2026年1月1日木曜日

田家元日

  明けましておめでとうございます。

 元日の朝は曇り空で日の出は拝めず。雪もチラホラ舞っています。

 さて今年の元日はちょつと趣向を変えて、新年にまつわる漢詩をご紹介してみたいと思います。

 孟浩然(もうこうねん、もうこうぜんと読む学者さんもいます)の「田家元日」という漢詩です。

 昨夜、北斗星は北へ移動し

 今朝は、東から新しい年がやってきた

 私はすでに働き盛りの年だが

 未だに俸禄を貰う身にはなれないでいる。しかし、それでいながらどうにも気になるのは農家の人達の事だ。

 1200~1300年前の人ですが、なんとなく親しみが持てる人柄のように思えます。

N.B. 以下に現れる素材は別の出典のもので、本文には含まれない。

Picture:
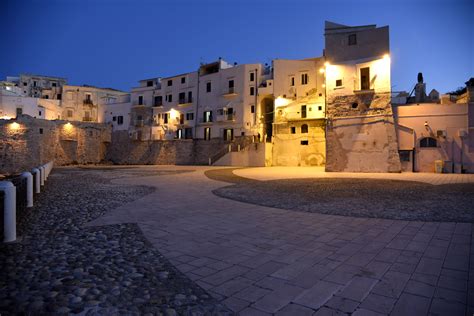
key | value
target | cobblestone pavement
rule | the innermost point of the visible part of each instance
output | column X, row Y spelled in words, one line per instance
column 276, row 173
column 379, row 198
column 60, row 267
column 259, row 260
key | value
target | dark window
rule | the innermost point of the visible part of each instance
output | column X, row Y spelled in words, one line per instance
column 303, row 111
column 188, row 133
column 304, row 78
column 304, row 129
column 353, row 39
column 158, row 100
column 182, row 97
column 228, row 134
column 404, row 155
column 207, row 133
column 365, row 78
column 428, row 142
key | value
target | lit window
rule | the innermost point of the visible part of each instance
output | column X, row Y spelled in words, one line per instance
column 353, row 39
column 304, row 78
column 428, row 142
column 304, row 129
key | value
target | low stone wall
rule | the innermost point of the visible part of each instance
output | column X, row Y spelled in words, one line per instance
column 28, row 142
column 124, row 150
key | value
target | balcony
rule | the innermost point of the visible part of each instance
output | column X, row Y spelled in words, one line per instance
column 138, row 103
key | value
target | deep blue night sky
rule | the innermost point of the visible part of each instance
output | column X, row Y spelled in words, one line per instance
column 116, row 43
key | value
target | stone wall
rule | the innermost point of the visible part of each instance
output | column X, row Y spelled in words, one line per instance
column 360, row 134
column 28, row 142
column 124, row 150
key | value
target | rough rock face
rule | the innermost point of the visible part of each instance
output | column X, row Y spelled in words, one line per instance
column 28, row 142
column 360, row 134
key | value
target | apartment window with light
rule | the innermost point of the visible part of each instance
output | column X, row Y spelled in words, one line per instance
column 182, row 98
column 304, row 78
column 352, row 39
column 207, row 133
column 158, row 100
column 207, row 116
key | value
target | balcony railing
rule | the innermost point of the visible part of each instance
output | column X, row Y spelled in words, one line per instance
column 226, row 117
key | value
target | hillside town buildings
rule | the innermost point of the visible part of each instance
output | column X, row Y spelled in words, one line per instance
column 335, row 111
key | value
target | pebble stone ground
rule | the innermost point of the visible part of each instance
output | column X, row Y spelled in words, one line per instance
column 261, row 260
column 376, row 198
column 60, row 267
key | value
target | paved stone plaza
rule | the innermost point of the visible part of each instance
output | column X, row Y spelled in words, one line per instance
column 261, row 260
column 109, row 240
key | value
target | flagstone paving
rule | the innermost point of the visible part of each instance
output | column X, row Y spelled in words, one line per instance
column 259, row 260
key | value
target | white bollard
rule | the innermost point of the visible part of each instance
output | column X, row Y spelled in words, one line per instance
column 42, row 177
column 29, row 188
column 9, row 210
column 36, row 178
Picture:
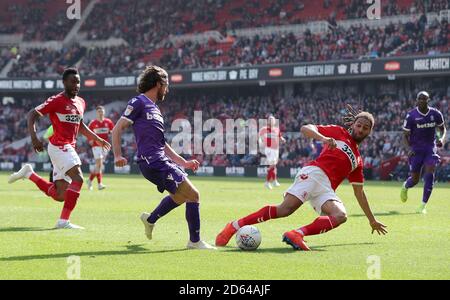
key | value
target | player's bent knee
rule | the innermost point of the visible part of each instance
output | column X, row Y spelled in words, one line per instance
column 194, row 196
column 340, row 217
column 284, row 211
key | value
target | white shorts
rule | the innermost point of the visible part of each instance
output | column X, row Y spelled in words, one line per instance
column 63, row 159
column 99, row 153
column 312, row 184
column 271, row 156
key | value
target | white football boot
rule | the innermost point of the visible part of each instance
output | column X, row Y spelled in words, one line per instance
column 24, row 172
column 148, row 227
column 201, row 245
column 65, row 224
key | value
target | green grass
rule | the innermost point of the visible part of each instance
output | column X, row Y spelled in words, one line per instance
column 114, row 246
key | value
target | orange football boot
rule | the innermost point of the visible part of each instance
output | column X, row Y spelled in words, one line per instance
column 295, row 239
column 225, row 235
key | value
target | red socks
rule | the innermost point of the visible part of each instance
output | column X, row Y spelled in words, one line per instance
column 264, row 214
column 92, row 176
column 271, row 175
column 48, row 188
column 98, row 175
column 70, row 199
column 320, row 225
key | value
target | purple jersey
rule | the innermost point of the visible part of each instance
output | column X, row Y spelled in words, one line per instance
column 148, row 126
column 423, row 128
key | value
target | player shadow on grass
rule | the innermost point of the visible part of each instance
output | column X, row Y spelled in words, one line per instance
column 386, row 214
column 24, row 229
column 131, row 250
column 287, row 249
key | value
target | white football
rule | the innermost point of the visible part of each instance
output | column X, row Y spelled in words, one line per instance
column 248, row 238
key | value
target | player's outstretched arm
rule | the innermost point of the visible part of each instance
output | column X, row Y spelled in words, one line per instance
column 442, row 133
column 90, row 135
column 379, row 227
column 310, row 131
column 190, row 164
column 117, row 132
column 33, row 115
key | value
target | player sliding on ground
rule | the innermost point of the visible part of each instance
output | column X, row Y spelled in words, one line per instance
column 317, row 183
column 66, row 115
column 420, row 137
column 157, row 161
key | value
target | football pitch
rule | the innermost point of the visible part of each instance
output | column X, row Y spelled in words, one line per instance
column 114, row 246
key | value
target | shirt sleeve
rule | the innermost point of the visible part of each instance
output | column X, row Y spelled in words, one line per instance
column 332, row 131
column 408, row 123
column 357, row 176
column 133, row 110
column 47, row 107
column 111, row 125
column 439, row 118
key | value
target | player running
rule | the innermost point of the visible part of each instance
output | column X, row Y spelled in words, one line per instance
column 317, row 183
column 269, row 137
column 102, row 127
column 65, row 111
column 420, row 138
column 158, row 162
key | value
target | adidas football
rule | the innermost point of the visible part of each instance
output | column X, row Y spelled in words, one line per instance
column 248, row 238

 12歳ほど年下の李白にも慕われて、李白は「黄鶴楼送孟浩然之広陵(こうかくろうにてもうこうねんがこうりょうへいくをおくる)」という痛切な別れの詩を作っています(この詩はいずれどこかでご紹介しましょう)。

 科挙には合格せず、役職にも就けませんでした。

 自由人と言えばそうですが、ご本人は忸怩たる思いもあったようです。

 なお、最近ネットで漢詩を調べると、大抵句が上下に並んでいて一句も左から右へ読むようになっています。パソコンを使うとそうなるのですが・・

 今回は、ChatGPTさんにお願いして、縦書きにして右から左に読むように直してもらいました。まことに便利なものです。今年もChatGPTさんとは親密なお付き合いになりそうです。